Welcome to my talk. Thanks for your nice introduction and the nice welcoming from you guys!
You see the talk has the allusive name "Surveillance and language"
which obviously alludes to Foucault with "Surveillance and punish" (Discipline and Punish in English)
However, long before Foucault presented the genesis of the disciplinary society,
you find a lovely moral tale in a children's book,
which is named "The Kid in the glass house" by Heinrich Oswalt, written in 1877 and very foreshadowing
In Frankfurt lives a glazier master,
Mr. Lebrecht Sheibenmann his name;
He had a little daughter,
Who never wanted to be washed.
And Gretchen came with sponge and soap,
So the bad girl ran away;
It even flipped the washing table -
The water flooded the house.
So Mr. Lebrecht Scheibenmann began
to build a strange house,
A house made only of glass, that, alas!
Was transparent throughout.
And in this glass house
the bad daughter was then seated.
So that, in order to see,
People stopped on the street.
So the kid was ashamed and ran around
In the entire house and screamed:
"Where can I hide?
You can see me from everywhere!
The roof, the cellar, every room
Is made of glass! you can always see me!"
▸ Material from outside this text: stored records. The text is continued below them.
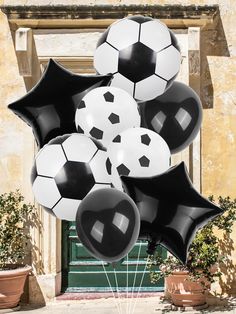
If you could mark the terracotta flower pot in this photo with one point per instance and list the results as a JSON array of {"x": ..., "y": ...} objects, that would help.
[
  {"x": 12, "y": 286},
  {"x": 183, "y": 291}
]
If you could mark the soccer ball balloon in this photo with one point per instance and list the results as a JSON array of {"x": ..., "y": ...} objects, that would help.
[
  {"x": 105, "y": 112},
  {"x": 138, "y": 152},
  {"x": 141, "y": 53},
  {"x": 65, "y": 171}
]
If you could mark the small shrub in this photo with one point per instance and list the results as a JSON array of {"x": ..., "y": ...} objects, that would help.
[
  {"x": 14, "y": 214},
  {"x": 205, "y": 250}
]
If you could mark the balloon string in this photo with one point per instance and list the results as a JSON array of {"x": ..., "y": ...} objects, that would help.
[
  {"x": 135, "y": 275},
  {"x": 141, "y": 282},
  {"x": 108, "y": 280},
  {"x": 117, "y": 289},
  {"x": 127, "y": 283}
]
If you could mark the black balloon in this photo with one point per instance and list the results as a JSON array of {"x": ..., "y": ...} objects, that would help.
[
  {"x": 176, "y": 116},
  {"x": 107, "y": 224},
  {"x": 171, "y": 210},
  {"x": 49, "y": 108}
]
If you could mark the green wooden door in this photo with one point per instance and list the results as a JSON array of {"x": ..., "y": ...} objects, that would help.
[{"x": 81, "y": 272}]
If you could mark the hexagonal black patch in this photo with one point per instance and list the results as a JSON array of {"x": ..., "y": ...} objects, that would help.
[
  {"x": 137, "y": 62},
  {"x": 79, "y": 129},
  {"x": 108, "y": 166},
  {"x": 123, "y": 170},
  {"x": 145, "y": 139},
  {"x": 117, "y": 139},
  {"x": 96, "y": 133},
  {"x": 81, "y": 105},
  {"x": 114, "y": 118},
  {"x": 74, "y": 180},
  {"x": 59, "y": 139},
  {"x": 144, "y": 161},
  {"x": 109, "y": 97}
]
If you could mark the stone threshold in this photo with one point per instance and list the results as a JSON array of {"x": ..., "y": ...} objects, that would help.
[{"x": 104, "y": 295}]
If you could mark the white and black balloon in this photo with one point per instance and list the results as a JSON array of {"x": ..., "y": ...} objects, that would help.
[
  {"x": 65, "y": 171},
  {"x": 105, "y": 112},
  {"x": 138, "y": 152},
  {"x": 142, "y": 54}
]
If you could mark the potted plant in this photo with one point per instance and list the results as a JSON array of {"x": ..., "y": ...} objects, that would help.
[
  {"x": 14, "y": 214},
  {"x": 186, "y": 285}
]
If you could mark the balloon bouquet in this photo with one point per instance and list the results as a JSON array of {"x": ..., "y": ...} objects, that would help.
[{"x": 106, "y": 140}]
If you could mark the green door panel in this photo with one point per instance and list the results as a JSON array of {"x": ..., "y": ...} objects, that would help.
[{"x": 82, "y": 272}]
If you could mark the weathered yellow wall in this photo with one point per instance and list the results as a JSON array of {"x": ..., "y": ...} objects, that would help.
[
  {"x": 16, "y": 144},
  {"x": 218, "y": 92}
]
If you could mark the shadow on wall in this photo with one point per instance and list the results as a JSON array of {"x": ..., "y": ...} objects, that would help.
[
  {"x": 213, "y": 43},
  {"x": 34, "y": 258}
]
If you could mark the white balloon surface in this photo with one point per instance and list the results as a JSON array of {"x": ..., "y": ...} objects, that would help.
[
  {"x": 105, "y": 112},
  {"x": 138, "y": 152}
]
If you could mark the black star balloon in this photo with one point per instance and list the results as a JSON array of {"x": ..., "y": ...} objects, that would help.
[
  {"x": 171, "y": 210},
  {"x": 49, "y": 108},
  {"x": 176, "y": 116}
]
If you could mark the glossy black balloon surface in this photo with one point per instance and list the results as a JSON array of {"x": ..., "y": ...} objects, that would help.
[
  {"x": 49, "y": 108},
  {"x": 171, "y": 210},
  {"x": 107, "y": 224},
  {"x": 176, "y": 116}
]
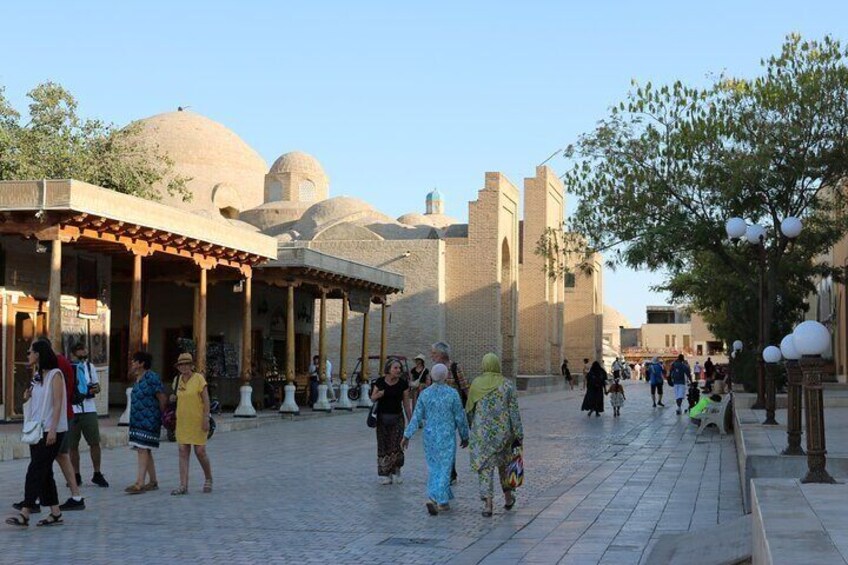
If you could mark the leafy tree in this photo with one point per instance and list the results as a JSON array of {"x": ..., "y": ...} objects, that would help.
[
  {"x": 57, "y": 143},
  {"x": 659, "y": 176}
]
The mother said: "My dear child!
There is a quick fix to that:
If people see you decent
They will pass by;
[...]
The daughter remembered that;
And tried to be seemly.
And because it no longer screamed while washing,
Other people never laughed;
Since everyone who peeked into the house,
Sees a kid that's very seemly.
And if you have your own child, you people,
That always screams while washing,
Just tell it Mr. Lebrecht Scheibenmann,
He will deliver you a glass house immediately.
Yes, there... tentative approaches to applausing laughs
Applause
Yes, interesting story, that is certainly fitting for our times
as Lebrecht Scheibenmann is named Keith Alexander and works for the NSA
The NSA has made glass houses out of all our homes
we can all be seen in these glass houses
and you don't know, or at least I'm quite sure that one pursues educational purposes
that certain actions are no longer acceptable
and that we internalize this observation
Regarding this observation, language obviously plays a very important role
Many of our statements take place in the medium of language
This has also given hackers the idea to trick the NSA with a site like "Hello NSA"
A website which assembles suspicious words into messages like a "bullshitter"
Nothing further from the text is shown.